The functional properties of 425 single afferent fibres from the auditory nerve of adult pigeons were measured. The peripheral innervation site of 39 fibres was identified by intracellular labelling and correlated with the fibre's functional properties.

Mean spontaneous firing rate (SR, 0.1–250/s) was distributed monomodally (mean: 91 ± 47/s) but not normally. Characteristics frequencies (CFs) were in the range of 0.02–4 kHz. SR, threshold at CF (4–76 dB SPL) and sharpness of tuning (Q10 dB, 0.1–8.8) varied systematically with CF. For a given CF there was a strong correlation of threshold and Q10 dB and of threshold and SR.

Labelled fibres innervated different hair cell types over 93% of the length and 97% of the width of the basilar papilla. The majority of fibres innervated hair cells located between 30 and 70% distance from the apex and 0 and 30% distance from the neural edge of the papilla.

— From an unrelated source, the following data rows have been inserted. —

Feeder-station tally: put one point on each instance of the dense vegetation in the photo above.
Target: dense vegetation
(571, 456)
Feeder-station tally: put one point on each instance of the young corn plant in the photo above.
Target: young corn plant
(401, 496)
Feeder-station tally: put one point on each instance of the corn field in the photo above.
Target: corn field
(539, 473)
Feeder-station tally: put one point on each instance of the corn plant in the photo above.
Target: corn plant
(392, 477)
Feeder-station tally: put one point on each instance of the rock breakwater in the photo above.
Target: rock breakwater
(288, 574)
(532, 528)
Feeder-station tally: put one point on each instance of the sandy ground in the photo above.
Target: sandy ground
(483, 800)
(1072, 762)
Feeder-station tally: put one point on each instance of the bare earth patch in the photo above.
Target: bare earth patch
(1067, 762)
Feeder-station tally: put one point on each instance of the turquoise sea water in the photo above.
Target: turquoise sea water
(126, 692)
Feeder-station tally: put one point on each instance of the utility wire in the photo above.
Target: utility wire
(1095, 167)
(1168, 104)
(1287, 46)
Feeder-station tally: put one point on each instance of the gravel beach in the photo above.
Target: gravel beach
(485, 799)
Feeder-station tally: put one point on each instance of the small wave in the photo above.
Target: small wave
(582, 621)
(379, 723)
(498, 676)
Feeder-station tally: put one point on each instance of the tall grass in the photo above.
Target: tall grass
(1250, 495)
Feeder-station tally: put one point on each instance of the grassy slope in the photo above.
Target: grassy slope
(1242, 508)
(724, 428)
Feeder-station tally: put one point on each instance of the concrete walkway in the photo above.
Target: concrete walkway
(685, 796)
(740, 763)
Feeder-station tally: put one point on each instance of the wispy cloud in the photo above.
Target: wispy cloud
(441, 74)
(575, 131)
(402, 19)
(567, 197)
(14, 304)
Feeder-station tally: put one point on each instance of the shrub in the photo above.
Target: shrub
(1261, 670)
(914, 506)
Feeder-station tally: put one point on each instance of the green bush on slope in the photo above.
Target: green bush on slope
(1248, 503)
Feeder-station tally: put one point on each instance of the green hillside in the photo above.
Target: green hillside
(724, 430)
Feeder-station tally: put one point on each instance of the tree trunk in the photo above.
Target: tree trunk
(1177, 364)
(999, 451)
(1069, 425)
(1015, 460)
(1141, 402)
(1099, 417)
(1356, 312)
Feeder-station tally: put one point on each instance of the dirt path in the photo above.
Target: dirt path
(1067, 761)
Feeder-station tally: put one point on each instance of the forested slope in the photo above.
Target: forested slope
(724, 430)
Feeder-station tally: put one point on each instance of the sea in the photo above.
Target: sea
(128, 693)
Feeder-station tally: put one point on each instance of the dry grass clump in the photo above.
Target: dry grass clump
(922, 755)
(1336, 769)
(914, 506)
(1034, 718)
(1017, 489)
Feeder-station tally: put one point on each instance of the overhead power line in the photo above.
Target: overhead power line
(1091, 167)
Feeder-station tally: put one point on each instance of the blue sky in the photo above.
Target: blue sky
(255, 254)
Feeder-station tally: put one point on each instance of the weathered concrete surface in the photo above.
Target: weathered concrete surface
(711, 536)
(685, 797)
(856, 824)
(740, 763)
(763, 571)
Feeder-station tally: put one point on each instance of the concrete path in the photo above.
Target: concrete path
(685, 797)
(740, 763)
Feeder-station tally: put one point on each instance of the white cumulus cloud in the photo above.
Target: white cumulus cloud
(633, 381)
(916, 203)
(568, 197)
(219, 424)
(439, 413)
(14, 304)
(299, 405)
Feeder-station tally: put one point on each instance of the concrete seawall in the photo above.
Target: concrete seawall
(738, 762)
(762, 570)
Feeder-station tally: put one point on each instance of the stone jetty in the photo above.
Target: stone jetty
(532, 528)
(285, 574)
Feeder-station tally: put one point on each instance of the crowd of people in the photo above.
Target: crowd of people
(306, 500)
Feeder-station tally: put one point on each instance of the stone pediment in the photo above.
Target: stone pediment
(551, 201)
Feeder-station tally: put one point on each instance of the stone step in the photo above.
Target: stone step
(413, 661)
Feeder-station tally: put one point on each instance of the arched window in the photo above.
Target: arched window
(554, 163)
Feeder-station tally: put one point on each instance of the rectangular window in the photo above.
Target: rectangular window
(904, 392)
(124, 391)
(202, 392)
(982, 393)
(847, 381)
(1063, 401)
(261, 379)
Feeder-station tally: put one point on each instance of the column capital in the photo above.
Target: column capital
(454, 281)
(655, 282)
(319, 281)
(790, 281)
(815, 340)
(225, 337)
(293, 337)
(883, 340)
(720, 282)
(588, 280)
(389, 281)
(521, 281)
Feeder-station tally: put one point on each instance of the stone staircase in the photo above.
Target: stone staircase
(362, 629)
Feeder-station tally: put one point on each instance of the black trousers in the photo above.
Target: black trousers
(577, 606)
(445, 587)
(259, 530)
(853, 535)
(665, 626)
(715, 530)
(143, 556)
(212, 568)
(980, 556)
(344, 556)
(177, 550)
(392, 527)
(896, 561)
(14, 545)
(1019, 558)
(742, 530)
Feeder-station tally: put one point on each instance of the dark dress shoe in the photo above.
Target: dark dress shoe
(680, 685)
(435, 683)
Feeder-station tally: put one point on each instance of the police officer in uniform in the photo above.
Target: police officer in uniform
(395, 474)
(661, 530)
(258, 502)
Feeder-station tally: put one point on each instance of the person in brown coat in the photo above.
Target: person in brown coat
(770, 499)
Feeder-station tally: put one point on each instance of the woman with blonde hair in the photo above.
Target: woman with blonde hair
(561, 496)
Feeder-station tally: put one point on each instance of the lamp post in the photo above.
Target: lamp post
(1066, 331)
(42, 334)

CFs are mapped tonotopically from high at the base to low at the apex of the papilla, with a mean mapping constant of 0.63 ± 0.05 mm/octave (in vivo). The highest CF at the base extrapolates to 5.98 ± 1.17 kHz. The lowest CF mapped at the apex is 0.021 kHz. From the data, together with data from mechanical measurements (Gummer et al., 1987), a frequency-place function of the pigeon papilla was calculated.

Tranverse gradients of threshold at CF and of Q10 dB were observed across the width of the papilla. Thresholds were lowest and sharpness of tuning was highest above the neural limbus at a distance of 23% from the neural edge of the papilla. Hair cells in this sensitive strip are the tallest and narrowest ones across the width of the papilla. They are packed most densely and receive the largest number of afferent fibres. Fibres innervating (mostly short) hair cells on the free basilar membrane were spontaneously active and responsive to sound. Their Q10 dB was less than average but their sensitivity and SR were comparable to the mean population values.

It is concluded that functional properties change gradually not only along the length but also across the width of the pigeon basilar papilla. The results support the idea that sharp frequency tuning of avian primary auditory fibres involves tuning mechanisms supplementary to the tuning of the free part of the basilar membrane.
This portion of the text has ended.